Le 6 mars dernier, à l’occasion du Comité départemental Loup de la Haute-Savoie, la FDC 74 (Fédération Départementale des Chasseurs) a annoncé les résultats de son suivi du loup financé sur fonds publics (Conseil départemental, État…) à hauteur de 300 000 euros.
À ce jour, les chasseurs de Haute-Savoie n’ont publié aucun document qui expose la méthode utilisée ainsi que les arguments techniques et/ou scientifiques permettant de juger de la validité des résultats.
En admettant que l’on doive tenir pour incontestable l’estimation des chasseurs de 80 à 100 loups pour l’ensemble de la Haute-Savoie et des territoires limitrophes, ce chiffre n’a rien d’exceptionnel pour un département alpin où l’espèce se situe en phase de réinstallation.
Il y a un an, l’Office Français de la Biodiversité (OFB) et son réseau de 160 correspondants de tous horizons (éleveurs, chasseurs, forestiers, naturalistes…) estimait qu’en Haute-Savoie les loups occupaient 13 territoires différents (dont 7 meutes), ce qui correspond à un minimum d’une soixantaine de loups pour 2022 (1).
À partir de l’estimation OFB de 2022 et compte tenu que les loups poursuivent leur retour en Haute-Savoie, il était attendu que l’estimation 2023 montre un accroissement naturel d’une vingtaine d’individus, soit au total et pour cette année, une estimation d’environ 80 loups présents en Haute-Savoie.
Il est possible que la débauche de moyens techniques déployés par les chasseurs depuis un an soit à l’origine de quelques loups supplémentaires détectés (2 à 3 meutes).

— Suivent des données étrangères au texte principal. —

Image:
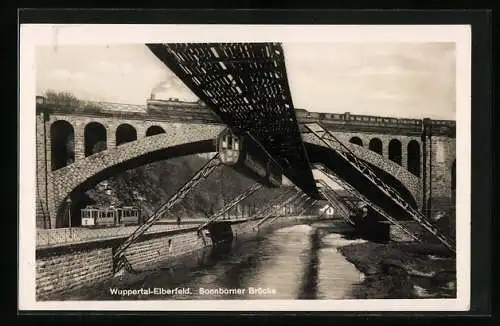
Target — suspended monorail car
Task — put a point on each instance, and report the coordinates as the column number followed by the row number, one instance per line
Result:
column 245, row 154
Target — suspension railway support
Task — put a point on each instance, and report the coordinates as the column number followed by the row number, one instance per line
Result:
column 245, row 194
column 297, row 196
column 119, row 259
column 334, row 200
column 334, row 144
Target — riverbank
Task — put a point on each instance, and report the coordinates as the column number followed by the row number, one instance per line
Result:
column 402, row 270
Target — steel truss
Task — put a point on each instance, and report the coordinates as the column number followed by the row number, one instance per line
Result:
column 357, row 194
column 202, row 174
column 245, row 194
column 269, row 205
column 333, row 143
column 273, row 212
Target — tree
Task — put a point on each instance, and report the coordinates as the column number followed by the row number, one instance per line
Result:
column 62, row 98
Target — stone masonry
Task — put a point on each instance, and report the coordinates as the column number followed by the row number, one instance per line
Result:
column 188, row 127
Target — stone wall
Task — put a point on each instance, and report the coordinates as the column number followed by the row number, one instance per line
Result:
column 62, row 271
column 142, row 255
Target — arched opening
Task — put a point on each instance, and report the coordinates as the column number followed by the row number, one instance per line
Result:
column 356, row 140
column 154, row 130
column 375, row 145
column 125, row 133
column 62, row 139
column 395, row 151
column 95, row 138
column 414, row 157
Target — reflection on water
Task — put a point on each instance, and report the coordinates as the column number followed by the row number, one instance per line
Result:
column 297, row 262
column 336, row 275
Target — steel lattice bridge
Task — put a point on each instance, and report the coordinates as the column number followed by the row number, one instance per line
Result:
column 246, row 85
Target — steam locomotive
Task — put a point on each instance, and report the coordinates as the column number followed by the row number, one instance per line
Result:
column 245, row 154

Avec un investissement de 300 000 euros, chacun appréciera le rapport coût-avantage…
En se basant sur les départements alpins où la recolonisation est ancienne et compte tenu de la disponibilité de la Haute-Savoie en proies sauvages, FNE AURA et la LPO peuvent prédire « gratuitement » que le nombre de loups va continuer à augmenter pour se stabiliser dans les 5 prochaines années autour de 180 loups (ordre de grandeur), répartis en un peu plus d’une vingtaine de meutes.
FNE AURA et la LPO tiennent à rappeler 5 éléments majeurs :
- dans un département, les dommages sur les troupeaux domestiques ne sont pas corrélés au nombre de loups présents ;
- l’expérience montre que 5 loups présents dans un territoire où les troupeaux sont peu ou pas du tout protégés peuvent commettre plus de dommages que 5 fois plus de loups vivant au milieu de troupeaux protégés ;
- la protection des troupeaux est la seule méthode qui permet de contenir le niveau des dommages sur le long terme ;
- dans les départements alpins où la recolonisation est ancienne, le niveau des dommages est en voie de stabilisation autour de 1% de brebis tuées par les loups et ceci malgré la multiplication des meutes (2) ;
- cette stabilisation des dommages est le résultat du travail difficile d’une majorité d’éleveurs et de bergers qui protègent efficacement leurs troupeaux avec le légitime soutien financier de l’État et de l’Union européenne.
FNE AURA et la LPO renouvellent leur confiance dans le travail et les méthodes de l’OFB et de son réseau de bénévoles pour présenter une estimation objective et fiable des populations de loups vivant sur nos territoires.
(1) On obtient un ordre de grandeur de l’effectif des loups présents sur un département en multipliant le nombre de meutes connues par 8.
(2) Exemple : dans la Drôme, depuis 2015, le nombre de loups a été multiplié par 7 (estimation : 170 loups en 2022) et dans le même temps, le niveau des dommages 2021 était identique à celui de 2015 (300 brebis tuées).